Interview Popa Chubby – Vicious Country CD – blues music

Préparée et réalisée par Frankie Bluesy Pfeiffer – octobre 2008

Popa Chubby (enregistré à l’état civil sous le nom de Ted Horowitz) est originaire du Bronx, à New York. Son nom de scène vient d’une expression d'argot, ‘pop a chubby’, qui veut dire ‘avoir une érection’. Un nom d’artiste qui colle bien à l’image phallique que beaucoup de guitaristes donnent au manche d’une guitare.

Musicien prolixe façon artistes des années 70 qui sortaient un LP ou deux par an, Popa Chubby aligne les albums avec talent.
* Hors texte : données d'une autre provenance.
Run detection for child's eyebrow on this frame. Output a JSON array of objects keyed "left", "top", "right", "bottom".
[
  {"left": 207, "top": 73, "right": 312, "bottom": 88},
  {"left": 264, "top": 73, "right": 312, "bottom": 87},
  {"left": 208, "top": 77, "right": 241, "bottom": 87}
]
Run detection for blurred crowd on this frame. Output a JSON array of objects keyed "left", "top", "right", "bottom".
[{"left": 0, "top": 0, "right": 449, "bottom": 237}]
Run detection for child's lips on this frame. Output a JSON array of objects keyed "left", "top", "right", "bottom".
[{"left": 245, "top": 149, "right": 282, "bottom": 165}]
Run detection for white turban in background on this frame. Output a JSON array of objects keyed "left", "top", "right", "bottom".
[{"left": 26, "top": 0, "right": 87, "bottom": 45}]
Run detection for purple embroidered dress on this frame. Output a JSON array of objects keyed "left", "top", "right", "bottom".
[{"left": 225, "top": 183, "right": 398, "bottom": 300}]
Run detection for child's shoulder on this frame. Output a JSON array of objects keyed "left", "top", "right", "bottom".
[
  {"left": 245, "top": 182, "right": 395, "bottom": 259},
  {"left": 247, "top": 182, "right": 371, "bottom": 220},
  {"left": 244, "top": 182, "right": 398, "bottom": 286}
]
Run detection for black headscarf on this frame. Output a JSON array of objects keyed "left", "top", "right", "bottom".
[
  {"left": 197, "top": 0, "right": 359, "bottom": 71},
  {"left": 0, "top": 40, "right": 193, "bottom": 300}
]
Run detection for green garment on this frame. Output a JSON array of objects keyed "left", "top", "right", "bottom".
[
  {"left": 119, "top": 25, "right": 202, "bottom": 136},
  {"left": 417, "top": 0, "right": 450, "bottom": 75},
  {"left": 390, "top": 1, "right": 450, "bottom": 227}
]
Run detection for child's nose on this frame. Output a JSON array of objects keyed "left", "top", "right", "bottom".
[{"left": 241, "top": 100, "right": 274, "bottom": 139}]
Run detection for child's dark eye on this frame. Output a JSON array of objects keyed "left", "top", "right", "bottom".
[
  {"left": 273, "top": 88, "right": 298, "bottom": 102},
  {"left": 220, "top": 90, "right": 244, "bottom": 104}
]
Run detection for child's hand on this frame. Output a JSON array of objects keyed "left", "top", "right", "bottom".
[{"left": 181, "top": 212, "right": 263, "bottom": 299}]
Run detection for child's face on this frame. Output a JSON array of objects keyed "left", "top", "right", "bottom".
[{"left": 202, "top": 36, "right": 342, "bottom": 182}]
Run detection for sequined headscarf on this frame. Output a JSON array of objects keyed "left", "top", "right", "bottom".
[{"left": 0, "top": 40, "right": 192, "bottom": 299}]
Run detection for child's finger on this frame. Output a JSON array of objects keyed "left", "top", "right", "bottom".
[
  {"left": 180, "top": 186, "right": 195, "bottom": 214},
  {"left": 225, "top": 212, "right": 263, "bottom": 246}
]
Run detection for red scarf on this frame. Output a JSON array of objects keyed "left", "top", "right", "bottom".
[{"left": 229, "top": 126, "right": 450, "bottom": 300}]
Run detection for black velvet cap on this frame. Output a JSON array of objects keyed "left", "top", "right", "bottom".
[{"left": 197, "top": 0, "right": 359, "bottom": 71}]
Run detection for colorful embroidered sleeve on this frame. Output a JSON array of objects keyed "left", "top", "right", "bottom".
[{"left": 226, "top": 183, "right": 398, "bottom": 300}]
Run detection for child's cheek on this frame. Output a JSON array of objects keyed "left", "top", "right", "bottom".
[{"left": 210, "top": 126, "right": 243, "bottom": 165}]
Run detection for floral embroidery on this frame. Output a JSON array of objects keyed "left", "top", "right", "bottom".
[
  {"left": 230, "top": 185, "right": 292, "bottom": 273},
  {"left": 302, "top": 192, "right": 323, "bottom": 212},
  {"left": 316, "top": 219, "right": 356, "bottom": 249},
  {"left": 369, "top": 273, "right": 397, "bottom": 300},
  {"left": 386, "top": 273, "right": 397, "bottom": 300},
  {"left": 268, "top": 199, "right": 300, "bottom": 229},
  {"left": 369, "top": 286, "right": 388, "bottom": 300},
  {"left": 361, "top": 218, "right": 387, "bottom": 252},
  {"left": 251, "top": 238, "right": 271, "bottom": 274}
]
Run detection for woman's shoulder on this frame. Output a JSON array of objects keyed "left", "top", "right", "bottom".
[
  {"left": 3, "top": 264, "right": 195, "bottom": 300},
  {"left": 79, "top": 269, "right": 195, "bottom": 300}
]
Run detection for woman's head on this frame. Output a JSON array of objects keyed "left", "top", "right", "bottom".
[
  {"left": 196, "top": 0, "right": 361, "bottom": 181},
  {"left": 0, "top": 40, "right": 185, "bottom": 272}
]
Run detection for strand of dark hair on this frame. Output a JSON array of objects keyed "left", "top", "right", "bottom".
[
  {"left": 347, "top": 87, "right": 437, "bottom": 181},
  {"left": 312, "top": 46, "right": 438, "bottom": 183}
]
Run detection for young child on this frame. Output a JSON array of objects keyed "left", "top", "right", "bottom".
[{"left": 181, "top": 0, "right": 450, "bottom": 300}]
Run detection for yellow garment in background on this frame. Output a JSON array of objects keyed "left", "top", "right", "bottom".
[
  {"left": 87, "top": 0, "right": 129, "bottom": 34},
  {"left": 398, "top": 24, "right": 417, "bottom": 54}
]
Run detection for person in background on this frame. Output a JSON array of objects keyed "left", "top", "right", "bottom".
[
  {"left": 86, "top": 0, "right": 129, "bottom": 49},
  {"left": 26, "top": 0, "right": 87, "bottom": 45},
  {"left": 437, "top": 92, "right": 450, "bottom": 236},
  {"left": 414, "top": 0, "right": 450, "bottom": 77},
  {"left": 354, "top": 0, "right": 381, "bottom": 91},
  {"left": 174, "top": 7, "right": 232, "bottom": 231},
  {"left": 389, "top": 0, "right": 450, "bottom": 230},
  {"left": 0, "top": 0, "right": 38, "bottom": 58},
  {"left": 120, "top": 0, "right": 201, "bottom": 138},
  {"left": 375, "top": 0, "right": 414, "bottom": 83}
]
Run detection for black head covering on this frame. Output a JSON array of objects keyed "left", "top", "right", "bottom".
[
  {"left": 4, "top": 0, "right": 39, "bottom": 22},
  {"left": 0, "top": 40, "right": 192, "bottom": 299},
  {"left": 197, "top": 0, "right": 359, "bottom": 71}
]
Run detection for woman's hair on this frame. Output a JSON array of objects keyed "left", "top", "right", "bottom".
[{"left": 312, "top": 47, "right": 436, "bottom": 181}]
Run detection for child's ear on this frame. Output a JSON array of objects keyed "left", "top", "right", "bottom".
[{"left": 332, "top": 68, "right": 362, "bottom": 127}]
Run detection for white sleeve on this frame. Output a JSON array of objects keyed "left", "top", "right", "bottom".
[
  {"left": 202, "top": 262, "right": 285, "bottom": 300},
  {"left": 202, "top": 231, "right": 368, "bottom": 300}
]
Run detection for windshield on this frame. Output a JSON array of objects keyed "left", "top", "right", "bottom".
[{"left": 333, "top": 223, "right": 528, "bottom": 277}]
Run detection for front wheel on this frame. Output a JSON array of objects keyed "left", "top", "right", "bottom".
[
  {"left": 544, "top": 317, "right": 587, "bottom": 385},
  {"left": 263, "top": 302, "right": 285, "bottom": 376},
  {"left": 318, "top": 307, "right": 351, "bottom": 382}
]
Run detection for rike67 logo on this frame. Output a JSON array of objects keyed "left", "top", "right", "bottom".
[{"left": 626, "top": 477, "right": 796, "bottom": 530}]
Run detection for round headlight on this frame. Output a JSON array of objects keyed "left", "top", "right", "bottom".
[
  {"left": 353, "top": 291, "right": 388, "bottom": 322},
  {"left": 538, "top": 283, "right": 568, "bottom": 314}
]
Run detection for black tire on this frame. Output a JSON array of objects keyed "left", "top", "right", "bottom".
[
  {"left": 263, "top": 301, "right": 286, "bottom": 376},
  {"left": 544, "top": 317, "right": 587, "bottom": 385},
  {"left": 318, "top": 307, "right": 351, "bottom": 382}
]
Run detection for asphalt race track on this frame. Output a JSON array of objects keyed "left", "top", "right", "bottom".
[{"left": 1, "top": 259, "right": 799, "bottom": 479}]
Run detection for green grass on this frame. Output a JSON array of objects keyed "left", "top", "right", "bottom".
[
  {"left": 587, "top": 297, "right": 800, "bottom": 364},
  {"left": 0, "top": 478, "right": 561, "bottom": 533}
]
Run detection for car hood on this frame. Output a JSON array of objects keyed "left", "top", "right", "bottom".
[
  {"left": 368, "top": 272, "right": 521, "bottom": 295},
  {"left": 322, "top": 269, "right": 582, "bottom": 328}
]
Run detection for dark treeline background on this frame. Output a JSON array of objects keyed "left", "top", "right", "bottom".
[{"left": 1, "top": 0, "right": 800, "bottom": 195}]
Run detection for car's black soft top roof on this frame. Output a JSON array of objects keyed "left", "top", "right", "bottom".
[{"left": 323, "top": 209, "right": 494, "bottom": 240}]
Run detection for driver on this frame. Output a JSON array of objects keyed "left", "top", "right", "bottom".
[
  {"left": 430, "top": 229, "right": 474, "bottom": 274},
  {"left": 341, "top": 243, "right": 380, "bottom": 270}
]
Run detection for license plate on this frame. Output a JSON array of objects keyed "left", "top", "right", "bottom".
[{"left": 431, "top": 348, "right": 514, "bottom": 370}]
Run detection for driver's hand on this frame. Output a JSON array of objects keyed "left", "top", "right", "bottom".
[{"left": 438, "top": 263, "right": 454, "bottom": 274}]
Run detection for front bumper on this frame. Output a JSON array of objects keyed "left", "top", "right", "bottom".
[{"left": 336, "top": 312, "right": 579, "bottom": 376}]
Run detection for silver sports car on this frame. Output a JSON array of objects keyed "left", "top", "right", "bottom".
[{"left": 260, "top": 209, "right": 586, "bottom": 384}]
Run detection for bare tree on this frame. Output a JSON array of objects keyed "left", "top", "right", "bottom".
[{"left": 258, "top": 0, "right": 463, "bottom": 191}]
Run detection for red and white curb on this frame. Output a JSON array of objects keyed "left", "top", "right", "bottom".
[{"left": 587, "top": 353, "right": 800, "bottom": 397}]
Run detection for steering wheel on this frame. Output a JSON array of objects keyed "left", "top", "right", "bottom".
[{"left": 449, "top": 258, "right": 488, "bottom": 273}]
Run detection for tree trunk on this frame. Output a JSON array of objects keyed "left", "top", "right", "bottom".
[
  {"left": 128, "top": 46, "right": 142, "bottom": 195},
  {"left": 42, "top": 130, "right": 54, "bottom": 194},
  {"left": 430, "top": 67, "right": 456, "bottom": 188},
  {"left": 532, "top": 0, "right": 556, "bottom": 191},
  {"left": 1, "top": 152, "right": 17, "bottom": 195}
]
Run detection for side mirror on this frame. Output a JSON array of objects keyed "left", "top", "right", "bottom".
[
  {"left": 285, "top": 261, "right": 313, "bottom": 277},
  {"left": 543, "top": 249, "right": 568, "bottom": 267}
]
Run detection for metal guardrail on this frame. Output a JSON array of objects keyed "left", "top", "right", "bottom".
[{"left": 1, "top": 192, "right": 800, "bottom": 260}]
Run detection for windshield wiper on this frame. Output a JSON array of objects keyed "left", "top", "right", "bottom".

Quand il ne sort pas des albums de ses compositions, il sort des adaptations de grands guitaristes, comme le triple CD ‘Electric Chubbyland’, en hommage à Jimi Hendrix (chez Dixiefrog).

La force de Popa Chubby ? Chaque album est un ‘concept’ qui le rend quasi unique dans le parcours de ce guitariste au physique de déménageur et dont l’une de ses fiertés, après ses enfants et son épouse Galea, est cette Fender qu’il possède, une Fender qui n’aurait jamais été répertoriée, reconnait le fabriquant.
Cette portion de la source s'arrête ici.